Quantity matters, and just the right quantity matters more. What is the position size calculator for stocks? A lot of financial analysts now say that for an investor, the correct position size of a stock, which is the number of shares of a stock or security you invest in, is more important than price levels where they enter or exit a trade, particularly in day trading. The reason is simple.
Size Determines Risk
If your position size is too limited or too wide, you may end up taking a lot of risks or end up taking not enough for you to profit from a trade. Moreover, the number of shares you have is pretty basic to a favourable deal. Even if your bets go right, but you do not hold enough security, you stand to lose. So you need a position sizing calculator in place.
Two types of risk need to be managed by setting the appropriate position size-trade and account risk.
What Is an Account Risk Limit?
Here, you set a percentage or certain specific sum as a limit for the risk you are willing to take per trade. So, for example, if you set a percentage risk limit at 1% and you have Rs.50,000 in your day trading account, then you are willing to risk up to Rs.500 per trade. Experts suggest the account risk limit should be kept unchanged and the same for all the deals.

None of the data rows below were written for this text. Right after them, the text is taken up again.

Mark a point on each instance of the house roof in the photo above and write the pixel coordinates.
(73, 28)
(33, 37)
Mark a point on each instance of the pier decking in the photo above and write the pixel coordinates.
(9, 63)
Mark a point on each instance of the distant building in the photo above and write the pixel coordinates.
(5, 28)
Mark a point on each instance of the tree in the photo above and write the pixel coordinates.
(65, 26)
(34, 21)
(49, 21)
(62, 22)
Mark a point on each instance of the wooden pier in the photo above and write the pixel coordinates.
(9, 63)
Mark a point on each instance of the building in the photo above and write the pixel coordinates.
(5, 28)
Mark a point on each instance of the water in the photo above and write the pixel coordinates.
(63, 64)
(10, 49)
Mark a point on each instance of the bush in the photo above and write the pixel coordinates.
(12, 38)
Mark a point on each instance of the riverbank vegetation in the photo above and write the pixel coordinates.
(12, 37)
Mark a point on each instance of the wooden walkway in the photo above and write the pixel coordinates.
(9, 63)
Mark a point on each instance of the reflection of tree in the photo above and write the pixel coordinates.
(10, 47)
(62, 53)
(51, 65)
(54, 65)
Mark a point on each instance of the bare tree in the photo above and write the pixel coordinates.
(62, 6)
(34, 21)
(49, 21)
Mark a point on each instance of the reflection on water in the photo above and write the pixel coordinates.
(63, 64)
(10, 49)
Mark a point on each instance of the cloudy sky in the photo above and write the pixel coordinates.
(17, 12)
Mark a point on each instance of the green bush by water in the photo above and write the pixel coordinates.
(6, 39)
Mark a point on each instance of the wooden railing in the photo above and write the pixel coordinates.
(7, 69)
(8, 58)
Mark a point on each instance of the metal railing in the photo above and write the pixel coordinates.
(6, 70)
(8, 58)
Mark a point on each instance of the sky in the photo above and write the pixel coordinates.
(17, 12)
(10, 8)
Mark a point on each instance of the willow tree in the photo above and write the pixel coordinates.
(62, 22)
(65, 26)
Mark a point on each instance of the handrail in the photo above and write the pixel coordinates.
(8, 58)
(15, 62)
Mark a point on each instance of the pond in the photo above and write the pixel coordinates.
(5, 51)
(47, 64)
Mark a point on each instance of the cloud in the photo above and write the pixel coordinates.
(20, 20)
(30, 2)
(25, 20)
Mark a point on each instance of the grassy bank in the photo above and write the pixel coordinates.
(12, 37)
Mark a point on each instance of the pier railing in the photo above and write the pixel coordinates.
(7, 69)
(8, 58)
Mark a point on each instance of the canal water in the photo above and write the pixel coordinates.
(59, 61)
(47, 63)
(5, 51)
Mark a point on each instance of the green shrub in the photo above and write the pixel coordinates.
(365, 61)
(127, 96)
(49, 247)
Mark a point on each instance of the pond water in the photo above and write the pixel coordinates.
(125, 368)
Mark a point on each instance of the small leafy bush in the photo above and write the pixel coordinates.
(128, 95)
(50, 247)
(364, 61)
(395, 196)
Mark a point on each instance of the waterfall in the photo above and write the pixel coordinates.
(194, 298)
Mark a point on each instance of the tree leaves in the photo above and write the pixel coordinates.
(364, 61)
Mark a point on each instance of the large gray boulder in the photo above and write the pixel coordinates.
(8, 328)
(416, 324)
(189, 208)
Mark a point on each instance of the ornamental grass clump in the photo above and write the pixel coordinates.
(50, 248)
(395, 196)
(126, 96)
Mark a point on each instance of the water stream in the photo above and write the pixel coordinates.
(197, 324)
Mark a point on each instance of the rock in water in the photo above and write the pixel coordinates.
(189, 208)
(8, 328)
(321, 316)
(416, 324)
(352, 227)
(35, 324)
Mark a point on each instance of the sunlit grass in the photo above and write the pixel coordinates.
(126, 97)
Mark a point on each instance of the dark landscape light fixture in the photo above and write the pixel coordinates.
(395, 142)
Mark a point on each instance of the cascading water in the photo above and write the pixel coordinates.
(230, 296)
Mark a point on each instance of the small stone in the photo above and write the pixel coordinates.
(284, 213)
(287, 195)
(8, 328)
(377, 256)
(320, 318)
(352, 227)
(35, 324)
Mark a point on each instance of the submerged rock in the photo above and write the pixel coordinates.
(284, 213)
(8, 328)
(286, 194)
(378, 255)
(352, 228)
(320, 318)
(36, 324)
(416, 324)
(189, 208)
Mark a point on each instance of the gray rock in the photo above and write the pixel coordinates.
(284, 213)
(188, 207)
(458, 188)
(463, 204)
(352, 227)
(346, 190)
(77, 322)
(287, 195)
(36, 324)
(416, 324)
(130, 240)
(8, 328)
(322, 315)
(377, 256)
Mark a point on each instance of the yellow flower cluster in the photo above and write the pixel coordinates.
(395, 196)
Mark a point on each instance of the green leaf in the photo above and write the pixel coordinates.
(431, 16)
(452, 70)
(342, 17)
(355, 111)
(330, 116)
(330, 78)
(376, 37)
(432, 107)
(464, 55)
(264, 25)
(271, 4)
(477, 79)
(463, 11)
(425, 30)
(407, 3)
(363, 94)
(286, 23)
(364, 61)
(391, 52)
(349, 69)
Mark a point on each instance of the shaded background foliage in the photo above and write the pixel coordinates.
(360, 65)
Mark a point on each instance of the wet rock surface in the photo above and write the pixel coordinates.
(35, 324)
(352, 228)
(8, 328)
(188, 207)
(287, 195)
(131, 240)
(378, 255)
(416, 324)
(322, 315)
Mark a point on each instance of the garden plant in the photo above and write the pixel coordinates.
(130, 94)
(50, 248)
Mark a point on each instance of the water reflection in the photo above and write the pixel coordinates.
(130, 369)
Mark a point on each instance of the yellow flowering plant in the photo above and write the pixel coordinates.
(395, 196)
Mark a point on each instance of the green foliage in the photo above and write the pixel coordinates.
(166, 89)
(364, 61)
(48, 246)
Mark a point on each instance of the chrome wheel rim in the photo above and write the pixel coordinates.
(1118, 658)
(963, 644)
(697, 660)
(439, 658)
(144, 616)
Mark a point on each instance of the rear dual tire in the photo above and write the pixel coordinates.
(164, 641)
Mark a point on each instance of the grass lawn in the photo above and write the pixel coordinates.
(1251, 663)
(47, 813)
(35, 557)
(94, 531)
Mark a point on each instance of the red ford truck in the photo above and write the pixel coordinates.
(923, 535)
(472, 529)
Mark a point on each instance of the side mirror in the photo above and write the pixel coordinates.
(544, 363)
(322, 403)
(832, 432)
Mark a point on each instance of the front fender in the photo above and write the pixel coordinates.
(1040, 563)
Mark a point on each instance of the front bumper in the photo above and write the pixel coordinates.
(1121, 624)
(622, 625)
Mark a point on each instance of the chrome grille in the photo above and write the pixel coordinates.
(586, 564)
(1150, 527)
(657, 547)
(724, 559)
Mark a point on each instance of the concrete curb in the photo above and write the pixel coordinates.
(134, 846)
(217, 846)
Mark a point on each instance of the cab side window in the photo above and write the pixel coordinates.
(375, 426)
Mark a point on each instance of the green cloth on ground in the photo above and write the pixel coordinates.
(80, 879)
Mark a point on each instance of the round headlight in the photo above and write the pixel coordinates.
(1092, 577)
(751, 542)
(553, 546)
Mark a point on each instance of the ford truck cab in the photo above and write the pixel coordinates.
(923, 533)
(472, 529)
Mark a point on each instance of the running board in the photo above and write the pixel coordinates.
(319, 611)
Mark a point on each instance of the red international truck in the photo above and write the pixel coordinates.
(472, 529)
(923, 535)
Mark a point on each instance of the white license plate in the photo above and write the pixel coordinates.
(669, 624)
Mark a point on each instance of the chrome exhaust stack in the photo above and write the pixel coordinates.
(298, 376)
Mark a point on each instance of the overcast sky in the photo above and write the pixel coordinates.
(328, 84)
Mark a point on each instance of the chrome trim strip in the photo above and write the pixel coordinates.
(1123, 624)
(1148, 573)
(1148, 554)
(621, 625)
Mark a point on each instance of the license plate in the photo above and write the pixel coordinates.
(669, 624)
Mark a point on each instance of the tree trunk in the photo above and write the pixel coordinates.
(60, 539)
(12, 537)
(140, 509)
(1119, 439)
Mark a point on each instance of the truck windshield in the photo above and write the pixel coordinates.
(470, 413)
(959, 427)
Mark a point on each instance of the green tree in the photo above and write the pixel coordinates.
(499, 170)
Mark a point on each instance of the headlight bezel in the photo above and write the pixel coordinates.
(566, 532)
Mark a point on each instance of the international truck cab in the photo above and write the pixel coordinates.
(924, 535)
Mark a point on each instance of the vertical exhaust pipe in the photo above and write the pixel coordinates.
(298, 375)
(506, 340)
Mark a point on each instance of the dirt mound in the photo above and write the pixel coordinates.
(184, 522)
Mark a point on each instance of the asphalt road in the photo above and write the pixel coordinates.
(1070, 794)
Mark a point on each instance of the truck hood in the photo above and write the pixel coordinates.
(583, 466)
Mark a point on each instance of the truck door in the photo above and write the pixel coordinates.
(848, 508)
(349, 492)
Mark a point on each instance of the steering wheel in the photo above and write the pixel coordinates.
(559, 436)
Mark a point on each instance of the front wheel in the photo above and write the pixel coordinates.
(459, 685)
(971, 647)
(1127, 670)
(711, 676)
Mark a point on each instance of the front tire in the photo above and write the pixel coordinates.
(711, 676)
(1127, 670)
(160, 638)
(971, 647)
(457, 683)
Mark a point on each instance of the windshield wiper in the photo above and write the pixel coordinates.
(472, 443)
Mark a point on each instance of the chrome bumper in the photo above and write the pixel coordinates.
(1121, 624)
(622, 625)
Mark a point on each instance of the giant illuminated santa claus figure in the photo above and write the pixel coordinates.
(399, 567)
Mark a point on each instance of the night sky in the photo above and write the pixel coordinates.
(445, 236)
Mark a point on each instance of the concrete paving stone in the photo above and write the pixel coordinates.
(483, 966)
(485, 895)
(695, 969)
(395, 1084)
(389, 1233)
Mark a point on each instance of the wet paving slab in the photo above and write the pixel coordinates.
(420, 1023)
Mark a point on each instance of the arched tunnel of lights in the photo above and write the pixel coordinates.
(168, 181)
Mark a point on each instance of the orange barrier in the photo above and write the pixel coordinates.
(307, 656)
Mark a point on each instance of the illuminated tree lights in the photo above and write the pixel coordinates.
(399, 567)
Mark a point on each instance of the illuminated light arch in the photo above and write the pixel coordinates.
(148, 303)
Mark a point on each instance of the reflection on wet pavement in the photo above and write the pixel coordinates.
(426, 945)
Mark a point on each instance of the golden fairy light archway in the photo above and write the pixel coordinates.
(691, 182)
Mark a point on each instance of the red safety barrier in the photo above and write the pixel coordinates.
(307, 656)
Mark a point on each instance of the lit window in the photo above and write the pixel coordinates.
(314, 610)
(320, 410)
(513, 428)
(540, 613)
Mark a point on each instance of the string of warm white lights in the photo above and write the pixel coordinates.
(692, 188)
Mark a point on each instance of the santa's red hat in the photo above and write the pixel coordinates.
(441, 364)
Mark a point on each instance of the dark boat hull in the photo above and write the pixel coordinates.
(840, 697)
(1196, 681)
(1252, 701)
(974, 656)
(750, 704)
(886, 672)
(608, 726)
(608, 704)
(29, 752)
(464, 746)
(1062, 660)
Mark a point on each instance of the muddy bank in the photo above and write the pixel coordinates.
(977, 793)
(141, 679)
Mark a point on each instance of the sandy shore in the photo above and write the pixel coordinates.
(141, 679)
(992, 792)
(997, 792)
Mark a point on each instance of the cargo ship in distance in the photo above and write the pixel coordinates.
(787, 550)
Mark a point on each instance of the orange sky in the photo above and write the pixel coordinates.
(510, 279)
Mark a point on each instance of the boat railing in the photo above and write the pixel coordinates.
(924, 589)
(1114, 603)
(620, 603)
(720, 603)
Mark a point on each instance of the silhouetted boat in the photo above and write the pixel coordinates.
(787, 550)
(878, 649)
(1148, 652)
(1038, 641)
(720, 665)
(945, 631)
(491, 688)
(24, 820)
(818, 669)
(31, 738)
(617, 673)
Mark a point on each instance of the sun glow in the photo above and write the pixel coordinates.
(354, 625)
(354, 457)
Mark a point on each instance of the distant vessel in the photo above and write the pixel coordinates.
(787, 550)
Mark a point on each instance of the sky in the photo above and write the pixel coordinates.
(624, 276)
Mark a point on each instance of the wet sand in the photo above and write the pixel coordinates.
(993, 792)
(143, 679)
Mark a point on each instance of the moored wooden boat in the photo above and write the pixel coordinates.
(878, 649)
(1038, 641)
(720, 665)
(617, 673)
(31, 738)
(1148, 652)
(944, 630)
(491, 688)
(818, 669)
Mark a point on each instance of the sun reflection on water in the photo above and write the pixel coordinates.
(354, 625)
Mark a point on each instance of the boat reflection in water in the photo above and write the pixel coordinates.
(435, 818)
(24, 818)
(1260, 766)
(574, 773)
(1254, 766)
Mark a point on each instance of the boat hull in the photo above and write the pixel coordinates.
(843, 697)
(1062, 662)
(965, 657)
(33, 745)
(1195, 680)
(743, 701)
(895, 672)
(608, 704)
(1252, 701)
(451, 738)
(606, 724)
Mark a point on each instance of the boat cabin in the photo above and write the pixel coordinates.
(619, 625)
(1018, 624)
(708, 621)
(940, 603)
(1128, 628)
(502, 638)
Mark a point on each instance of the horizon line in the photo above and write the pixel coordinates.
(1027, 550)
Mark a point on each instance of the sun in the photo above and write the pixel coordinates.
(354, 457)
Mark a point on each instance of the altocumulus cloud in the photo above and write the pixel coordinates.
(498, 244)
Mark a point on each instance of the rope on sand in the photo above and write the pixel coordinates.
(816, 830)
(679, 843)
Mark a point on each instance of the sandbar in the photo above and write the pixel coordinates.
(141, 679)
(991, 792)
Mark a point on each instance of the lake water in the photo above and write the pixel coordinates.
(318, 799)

What Does Trade Risk involve?
Trade risk is the band between your entry point in a trade and your stop-loss levels. When you set up a stop loss at a particular price, what happens is when the prices breach the said level, stop loss is triggered, and your position is cut out. This is important in setting the right positioning size because if the stop loss is kept to close to the entry point, you may end up losing out on profit opportunities when prices recover. If the stop losses are placed too far apart from the entry point, you may lose out a lot of money before you realise the prices may not recover soon.
The Ideal Position Size For Trade
The ideal position size for a trade is determined by dividing the money at risk or account risk limit by your trade risk.
Ideal position size for trade=account risk limit/amount of trade risk
Taking forward the example we considered in the first section,
The total account size is Rs. 50,000, and you set the account risk limit per trade at 1%. That is, Rs.500 per trade is your money at risk.
Now suppose for stock XYZ, you entered the trade at Rs.30, and you set up the stop loss at Rs.20, then your total amount of trade risk is Rs.10.
So, the ideal position size for the trade would be: 500/10
That is 50. So your ideal position size or the number of shares of security XYZ can be 50 given your risk appetite.
Conclusion:
Position sizing of your trade is as important if not more than at what levels you buy or sell. To fully profit from a deal, it is important to know how much of a company’s stock is adequate to have in your basket of stocks.